Il y a aussi le Champ des Asphodèles qui accueille les âmes qui n’ont rien fait de mal mais rien fait de bien non plus. Ces âmes « neutres » mènent une existence vide et fade où elles patientent pendant l’éternité.
On y trouve aussi les Champs-Élysées où vont les âmes des justes et enfin le Tartare où vont celles des méchants. On y enferme les grands criminels qui subissent les pires tortures.
Du coup, ce serait plutôt le tartare qui équivaudrait à notre enfer chrétien ?
En quelque sorte, mais il y a tout de même de sérieuses différences comme, par exemple, concernant celui qui est censé régner sur ce lieu.
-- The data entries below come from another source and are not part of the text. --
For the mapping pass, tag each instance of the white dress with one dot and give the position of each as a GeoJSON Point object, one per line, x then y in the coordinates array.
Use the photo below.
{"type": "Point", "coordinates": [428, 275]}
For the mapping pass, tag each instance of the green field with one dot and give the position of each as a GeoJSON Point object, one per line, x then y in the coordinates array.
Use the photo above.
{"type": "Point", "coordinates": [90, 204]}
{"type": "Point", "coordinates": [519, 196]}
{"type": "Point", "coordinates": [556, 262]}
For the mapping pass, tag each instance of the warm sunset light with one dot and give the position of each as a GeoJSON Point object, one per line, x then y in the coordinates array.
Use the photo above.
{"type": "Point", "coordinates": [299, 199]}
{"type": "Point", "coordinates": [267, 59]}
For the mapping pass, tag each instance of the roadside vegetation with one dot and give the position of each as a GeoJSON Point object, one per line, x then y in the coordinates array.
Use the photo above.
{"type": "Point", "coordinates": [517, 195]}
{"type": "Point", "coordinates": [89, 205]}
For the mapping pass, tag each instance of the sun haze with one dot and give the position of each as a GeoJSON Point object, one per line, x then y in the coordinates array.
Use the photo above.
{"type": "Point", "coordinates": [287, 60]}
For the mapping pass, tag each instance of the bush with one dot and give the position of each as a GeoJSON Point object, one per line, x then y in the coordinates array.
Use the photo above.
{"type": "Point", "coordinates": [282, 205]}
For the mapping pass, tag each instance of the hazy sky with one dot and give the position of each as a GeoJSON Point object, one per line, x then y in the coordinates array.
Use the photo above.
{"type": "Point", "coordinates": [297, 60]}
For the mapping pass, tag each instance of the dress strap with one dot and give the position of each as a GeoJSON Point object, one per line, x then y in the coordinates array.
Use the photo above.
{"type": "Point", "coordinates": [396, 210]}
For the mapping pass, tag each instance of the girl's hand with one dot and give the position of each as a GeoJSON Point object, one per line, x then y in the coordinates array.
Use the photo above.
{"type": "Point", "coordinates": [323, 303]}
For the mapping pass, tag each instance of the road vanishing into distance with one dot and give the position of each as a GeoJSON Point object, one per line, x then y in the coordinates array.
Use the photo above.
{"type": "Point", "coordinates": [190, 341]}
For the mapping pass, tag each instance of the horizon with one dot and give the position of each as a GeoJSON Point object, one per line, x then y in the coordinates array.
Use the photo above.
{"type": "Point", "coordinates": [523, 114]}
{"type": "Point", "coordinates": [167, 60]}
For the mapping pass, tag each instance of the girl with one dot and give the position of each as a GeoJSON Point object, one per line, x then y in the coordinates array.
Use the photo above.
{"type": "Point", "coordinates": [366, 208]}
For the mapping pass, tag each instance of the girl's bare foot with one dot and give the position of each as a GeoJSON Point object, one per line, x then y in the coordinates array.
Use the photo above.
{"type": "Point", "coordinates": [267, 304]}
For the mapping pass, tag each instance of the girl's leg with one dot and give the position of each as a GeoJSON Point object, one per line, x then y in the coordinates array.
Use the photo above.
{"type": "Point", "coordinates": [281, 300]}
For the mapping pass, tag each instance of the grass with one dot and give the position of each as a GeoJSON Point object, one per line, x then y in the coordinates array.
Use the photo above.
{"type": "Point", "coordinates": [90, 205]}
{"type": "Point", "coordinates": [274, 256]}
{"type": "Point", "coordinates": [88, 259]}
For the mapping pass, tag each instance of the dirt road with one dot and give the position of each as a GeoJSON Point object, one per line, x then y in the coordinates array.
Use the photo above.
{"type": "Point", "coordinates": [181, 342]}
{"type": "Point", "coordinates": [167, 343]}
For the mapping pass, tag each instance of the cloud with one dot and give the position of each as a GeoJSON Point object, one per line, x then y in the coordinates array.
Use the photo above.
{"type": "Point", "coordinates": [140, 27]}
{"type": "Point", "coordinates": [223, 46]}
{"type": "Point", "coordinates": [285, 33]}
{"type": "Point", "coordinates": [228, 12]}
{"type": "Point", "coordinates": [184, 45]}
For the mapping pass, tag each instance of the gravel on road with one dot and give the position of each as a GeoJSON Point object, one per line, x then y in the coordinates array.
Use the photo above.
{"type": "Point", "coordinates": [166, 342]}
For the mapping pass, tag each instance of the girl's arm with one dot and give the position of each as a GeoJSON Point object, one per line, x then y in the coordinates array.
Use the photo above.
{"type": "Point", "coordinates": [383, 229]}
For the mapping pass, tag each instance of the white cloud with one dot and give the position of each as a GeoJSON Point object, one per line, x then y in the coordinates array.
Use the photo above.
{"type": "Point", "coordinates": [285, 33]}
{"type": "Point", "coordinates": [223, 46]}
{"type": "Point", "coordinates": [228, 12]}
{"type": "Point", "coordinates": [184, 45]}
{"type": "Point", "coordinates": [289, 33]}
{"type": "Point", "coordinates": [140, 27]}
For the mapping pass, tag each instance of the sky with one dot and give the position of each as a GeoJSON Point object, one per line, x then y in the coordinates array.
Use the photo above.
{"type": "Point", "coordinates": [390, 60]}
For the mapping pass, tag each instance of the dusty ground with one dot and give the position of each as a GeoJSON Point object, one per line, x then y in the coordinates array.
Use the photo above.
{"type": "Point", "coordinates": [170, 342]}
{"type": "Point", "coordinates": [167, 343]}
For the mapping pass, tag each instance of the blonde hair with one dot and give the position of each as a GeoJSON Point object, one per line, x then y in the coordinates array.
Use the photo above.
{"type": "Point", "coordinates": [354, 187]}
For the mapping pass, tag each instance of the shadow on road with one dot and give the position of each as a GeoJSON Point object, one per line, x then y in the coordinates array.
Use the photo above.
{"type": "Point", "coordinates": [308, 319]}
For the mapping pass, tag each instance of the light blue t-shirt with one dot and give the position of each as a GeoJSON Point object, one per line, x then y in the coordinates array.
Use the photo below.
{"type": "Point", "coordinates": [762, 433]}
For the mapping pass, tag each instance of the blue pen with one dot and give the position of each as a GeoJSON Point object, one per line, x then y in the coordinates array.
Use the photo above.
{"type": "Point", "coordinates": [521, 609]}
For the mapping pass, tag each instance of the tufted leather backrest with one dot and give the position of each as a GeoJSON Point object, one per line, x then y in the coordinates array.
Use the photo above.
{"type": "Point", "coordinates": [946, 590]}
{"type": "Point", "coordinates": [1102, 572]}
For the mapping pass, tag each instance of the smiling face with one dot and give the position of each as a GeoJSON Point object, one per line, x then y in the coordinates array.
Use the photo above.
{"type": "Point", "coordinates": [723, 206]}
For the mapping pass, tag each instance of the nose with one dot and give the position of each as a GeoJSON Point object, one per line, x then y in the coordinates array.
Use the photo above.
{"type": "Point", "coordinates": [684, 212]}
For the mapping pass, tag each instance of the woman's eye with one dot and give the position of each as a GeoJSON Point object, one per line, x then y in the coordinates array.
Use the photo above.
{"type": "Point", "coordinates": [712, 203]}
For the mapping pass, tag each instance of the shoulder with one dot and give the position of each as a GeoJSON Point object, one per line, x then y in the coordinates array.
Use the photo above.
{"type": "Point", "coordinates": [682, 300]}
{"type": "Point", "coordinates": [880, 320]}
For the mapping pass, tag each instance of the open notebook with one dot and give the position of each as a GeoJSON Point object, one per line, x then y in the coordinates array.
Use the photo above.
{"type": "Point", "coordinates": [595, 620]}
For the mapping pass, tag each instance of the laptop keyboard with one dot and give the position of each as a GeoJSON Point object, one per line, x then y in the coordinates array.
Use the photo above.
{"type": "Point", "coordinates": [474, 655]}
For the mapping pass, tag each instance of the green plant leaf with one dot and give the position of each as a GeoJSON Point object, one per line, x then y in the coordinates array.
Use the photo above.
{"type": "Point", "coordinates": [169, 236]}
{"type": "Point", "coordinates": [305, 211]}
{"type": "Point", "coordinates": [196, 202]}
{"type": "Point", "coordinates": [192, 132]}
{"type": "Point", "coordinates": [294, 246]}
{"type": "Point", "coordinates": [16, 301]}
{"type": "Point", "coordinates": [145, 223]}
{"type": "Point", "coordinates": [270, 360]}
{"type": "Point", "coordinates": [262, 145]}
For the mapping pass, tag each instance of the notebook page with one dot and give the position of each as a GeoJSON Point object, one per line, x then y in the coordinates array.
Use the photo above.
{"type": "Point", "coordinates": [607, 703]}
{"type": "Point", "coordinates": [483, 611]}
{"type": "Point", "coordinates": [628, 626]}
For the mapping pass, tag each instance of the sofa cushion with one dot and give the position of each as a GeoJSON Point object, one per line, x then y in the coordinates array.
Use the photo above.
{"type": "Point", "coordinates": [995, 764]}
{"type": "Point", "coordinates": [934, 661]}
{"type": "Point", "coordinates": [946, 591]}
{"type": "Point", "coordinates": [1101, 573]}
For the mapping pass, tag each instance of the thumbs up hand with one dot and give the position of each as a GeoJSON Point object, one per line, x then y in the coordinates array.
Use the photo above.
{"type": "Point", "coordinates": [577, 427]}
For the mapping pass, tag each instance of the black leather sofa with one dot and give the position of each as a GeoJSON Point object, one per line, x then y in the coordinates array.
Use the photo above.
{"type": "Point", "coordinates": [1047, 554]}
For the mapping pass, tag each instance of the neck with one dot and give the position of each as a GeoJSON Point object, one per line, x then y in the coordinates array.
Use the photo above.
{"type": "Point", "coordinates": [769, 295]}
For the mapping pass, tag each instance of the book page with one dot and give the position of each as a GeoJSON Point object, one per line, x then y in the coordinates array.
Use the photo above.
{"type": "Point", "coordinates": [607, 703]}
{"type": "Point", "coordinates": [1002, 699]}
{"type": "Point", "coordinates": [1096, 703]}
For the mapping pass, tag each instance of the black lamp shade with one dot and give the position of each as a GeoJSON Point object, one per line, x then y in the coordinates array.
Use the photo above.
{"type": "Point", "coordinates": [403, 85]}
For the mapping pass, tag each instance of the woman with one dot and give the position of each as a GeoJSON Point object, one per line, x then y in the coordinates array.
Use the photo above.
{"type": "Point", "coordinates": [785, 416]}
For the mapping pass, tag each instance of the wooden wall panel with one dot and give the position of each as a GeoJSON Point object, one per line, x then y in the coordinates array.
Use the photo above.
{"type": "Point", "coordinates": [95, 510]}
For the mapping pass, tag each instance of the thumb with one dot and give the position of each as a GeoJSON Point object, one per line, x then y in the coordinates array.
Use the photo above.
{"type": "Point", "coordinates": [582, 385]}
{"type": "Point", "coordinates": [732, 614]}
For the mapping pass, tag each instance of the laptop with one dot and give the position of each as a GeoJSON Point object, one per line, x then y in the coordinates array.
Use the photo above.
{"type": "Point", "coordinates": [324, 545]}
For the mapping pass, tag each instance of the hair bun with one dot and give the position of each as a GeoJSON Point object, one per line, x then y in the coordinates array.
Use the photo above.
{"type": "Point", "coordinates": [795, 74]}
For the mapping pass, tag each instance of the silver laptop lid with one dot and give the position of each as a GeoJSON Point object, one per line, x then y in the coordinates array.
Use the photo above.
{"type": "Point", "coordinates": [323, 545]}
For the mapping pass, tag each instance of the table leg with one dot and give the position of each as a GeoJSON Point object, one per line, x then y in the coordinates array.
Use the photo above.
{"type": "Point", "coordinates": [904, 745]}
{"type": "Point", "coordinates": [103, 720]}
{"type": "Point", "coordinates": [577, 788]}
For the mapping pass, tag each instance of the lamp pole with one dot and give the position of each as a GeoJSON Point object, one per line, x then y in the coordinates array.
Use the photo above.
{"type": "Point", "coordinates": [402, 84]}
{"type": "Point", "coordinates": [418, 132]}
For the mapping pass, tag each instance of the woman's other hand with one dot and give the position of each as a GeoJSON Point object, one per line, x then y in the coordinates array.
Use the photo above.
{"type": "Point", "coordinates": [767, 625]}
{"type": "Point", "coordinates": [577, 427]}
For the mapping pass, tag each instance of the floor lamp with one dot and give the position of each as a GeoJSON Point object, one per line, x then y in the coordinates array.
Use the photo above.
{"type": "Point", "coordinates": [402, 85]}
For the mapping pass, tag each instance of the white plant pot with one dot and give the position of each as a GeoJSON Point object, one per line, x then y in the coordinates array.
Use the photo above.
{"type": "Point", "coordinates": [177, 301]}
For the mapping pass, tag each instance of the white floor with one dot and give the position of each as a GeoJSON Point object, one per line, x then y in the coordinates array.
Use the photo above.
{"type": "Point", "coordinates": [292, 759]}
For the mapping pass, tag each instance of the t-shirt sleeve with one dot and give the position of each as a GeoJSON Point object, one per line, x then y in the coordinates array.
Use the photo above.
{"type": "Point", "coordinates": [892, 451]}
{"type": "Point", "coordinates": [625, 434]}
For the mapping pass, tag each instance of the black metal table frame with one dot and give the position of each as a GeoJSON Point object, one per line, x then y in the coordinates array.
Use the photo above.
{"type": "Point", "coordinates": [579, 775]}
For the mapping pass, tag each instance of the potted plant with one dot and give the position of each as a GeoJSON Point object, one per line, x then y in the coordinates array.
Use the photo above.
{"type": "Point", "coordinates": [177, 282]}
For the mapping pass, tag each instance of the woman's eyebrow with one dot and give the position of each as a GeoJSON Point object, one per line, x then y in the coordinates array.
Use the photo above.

Dans le Ciel et l’Enfer, Allan Kardec écrit :
« Comme les païens, les chrétiens ont leur roi des enfers, qui est Satan, avec cette différence que Pluton se bornait à gouverner le sombre empire qui lui était échu en partage, mais il n’était pas méchant ; il retenait chez lui ceux qui avaient fait le mal, parce que c’était sa mission, mais il ne cherchait point à induire les
hommes au mal pour se donner le plaisir de les faire souffrir ; tandis que Satan recrute partout des victimes qu’il se plaît à faire tourmenter par ses légions de démons armés de fourches pour les secouer dans le feu. »

Mais et chez les Egyptiens alors ? Nous avons tous en mémoire nos cours d’histoire avec cette plume sur une balance lors di jugement des morts. On distinguait donc bien déjà les bons des mauvais ?
Oui, tu veux parler de la psychostasie, ou de la pesée de l’âme qu’on retrouve dans de nombreuses cultures.

Dans l’Égypte antique, après un périlleux voyage, le défunt se présente devant Osiris, dans la salle du jugement. Annubis s’occupe de peser l’âme.
Si elle est plus légère que la plume de Maât (la déesse qui personnifie la droiture et l’équilibre), le défunt est considéré juste et peut donc prétendre à une vie éternelle. Dans le cas contraire, si l’âme est alourdie par trop de péchés, elle est immédiatement dévorée par Ammout ce qui lui interdit ainsi, à jamais, l’accès aux champs d’Ialou, le paradis des Égyptiens.

Dans certaines versions, Ammout se tient devant un lac de feu dans lequel elle plonge le cœur du mort après le refus de sa justification. C’est le seul lien qu’on puisse véritablement faire avec notre « enfer chrétien ».

 


 

Bibliographie

Léon Denis dans Christianisme et Spiritisme.